The breadth of what the show is trying to accomplish sometimes spreads it thin

Doreen Garner and Nance in one of the show’s sketches.
Courtesy of HBO

The rest of “Two Piece and a Biscuit” exists in the realm of bizarre fiction. The sketches are similarly bold, and honest in a way that verges on confrontational — even if they don’t always feel like complementary pieces of a whole.

Leaving her catcaller behind in the episode’s opening sketch, Najja heads to an arcade. The first game she plays is a shooter, and the swarms she’s defending herself from aren’t the typical zombies but people on the street: black men (“You’re too dark for me anyway, sweetheart”), white men (“MAGA!”), black women (“You’re sleeping with the enemy”), white women (“Oh, my god, I want your butt”). The stream is endless.

Later, after Najja gets beaten at a Dance Dance Revolution-style game by a trans woman, the woman gives Najja another brick wall to use as a consolation prize. She’ll need it, Najja is told, as the wall floats out of the machine. All women have to stick together.

Though the idea and execution is solid, the payoff feels like it’s only addressing the episode’s themes of street harassment and ownership of one’s body by half. Two other sketches in the episode — involving a smartphone video of a woman telling off a public masturbator, and a man delivering an argument for other men to quit harassing women on the street — fall similarly short. The sketches are bold, but not always built out enough to carry the weight of what they’re trying to address, and the connective tissue feels thin. The scene at the arcade with Najja and the trans woman is the only time the episode really ties the monologues and the sketches together.

Thinking optimistically, it’s the kind of problem that’ll resolve itself as the season carries on, but in the two episodes that have aired so far, it’s a stumbling block.

At its best, Random Acts of Flyness allows its disparate parts to cohere into deeper meaning

Gelani Watson and Aquan Bowry.
Rog Walker/HBO

The episode’s other big sketch manages a slightly more satisfying conclusion. It’s a retelling of Peter Pan, opening with a young man chasing his shadow through an apartment complex. Hook appears when Pan fondly roughhouses with another boy, accusing him of “faggotry” while the men in the room try to convince Hook that it’s not true, that such a thing would never happen in their community. Pan escapes with Wendy’s help, fleeing to “Nuncaland,” this world’s version of Neverland, where he tries to convince her to stay.

The segment is magical, not least in part because it turns into an all-out musical sequence. When Wendy sings, the Pan corollary becomes clear: The boys need to grow up. Though they risk becoming Hooks themselves and embodying what is stereotyped as black masculinity, or inheriting their father’s sins, they can’t stay boys forever. And instead of Wendy having to hide from rape culture and harassment in Nuncaland, she argues, “You should be the ones to grow.”
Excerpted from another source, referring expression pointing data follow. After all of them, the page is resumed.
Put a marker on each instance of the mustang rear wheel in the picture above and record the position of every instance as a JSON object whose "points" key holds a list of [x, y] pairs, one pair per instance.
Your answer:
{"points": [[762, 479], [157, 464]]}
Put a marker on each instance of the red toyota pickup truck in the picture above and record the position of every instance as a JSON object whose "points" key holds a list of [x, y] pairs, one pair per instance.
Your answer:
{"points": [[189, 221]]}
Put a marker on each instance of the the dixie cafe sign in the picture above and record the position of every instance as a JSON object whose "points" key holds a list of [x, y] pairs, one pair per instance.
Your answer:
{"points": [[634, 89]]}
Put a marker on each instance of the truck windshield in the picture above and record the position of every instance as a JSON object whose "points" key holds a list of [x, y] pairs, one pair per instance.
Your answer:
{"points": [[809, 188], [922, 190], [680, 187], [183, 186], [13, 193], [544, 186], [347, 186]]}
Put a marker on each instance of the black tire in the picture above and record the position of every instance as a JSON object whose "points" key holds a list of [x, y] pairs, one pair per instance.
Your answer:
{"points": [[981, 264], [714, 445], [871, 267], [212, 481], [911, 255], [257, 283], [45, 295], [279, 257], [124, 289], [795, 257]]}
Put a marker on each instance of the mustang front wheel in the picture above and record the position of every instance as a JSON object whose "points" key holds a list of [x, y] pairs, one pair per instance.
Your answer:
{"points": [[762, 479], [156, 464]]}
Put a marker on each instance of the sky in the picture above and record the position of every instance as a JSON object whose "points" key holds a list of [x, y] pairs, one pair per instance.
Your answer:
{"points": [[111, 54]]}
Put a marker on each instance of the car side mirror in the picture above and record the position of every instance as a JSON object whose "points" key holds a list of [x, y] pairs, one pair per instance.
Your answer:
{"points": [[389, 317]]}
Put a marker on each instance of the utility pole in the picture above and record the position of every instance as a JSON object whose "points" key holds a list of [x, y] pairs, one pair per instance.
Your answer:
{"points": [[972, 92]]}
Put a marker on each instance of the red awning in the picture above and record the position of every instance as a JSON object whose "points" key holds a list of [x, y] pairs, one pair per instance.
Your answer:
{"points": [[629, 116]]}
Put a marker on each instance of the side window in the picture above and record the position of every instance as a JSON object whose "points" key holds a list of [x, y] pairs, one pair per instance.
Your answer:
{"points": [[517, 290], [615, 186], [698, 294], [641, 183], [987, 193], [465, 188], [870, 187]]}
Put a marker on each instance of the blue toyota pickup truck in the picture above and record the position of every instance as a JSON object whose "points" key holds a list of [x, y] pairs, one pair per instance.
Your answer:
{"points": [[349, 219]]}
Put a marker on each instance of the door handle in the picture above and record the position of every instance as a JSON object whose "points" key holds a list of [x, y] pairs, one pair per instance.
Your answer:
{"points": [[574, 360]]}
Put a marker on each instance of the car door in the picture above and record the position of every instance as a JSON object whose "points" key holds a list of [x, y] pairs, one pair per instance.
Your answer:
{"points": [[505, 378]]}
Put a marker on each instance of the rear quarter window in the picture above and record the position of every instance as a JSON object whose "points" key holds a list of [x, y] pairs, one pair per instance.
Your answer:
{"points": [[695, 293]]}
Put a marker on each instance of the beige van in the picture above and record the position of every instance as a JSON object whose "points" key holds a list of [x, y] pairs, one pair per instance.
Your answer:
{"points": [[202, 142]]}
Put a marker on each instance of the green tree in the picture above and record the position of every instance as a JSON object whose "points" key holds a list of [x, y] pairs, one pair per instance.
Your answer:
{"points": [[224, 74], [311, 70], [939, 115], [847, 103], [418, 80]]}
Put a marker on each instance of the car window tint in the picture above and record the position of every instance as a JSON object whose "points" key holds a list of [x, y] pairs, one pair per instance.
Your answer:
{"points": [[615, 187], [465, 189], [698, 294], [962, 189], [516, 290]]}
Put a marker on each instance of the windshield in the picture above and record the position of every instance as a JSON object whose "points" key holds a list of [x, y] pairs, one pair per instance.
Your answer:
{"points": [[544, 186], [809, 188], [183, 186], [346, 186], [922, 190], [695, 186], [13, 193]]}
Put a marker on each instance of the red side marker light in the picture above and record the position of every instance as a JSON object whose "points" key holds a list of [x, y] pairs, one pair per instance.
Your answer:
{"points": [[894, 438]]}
In the final musical number of the sketch, though there are a few loose ends — the stigmatization of homosexuality isn’t really addressed again, for example — it manages to fold in most of the themes that the episode has touched on so far, as well as giving the preexisting story of Peter Pan a deeper dimension.

It hints at the greater heights that Random Acts of Flyness could — and hopefully will — reach, as the artists involved use what seems to be complete artistic freedom to speak, and to sing.

Random Acts of Flyness airs Friday nights at midnight Eastern on HBO.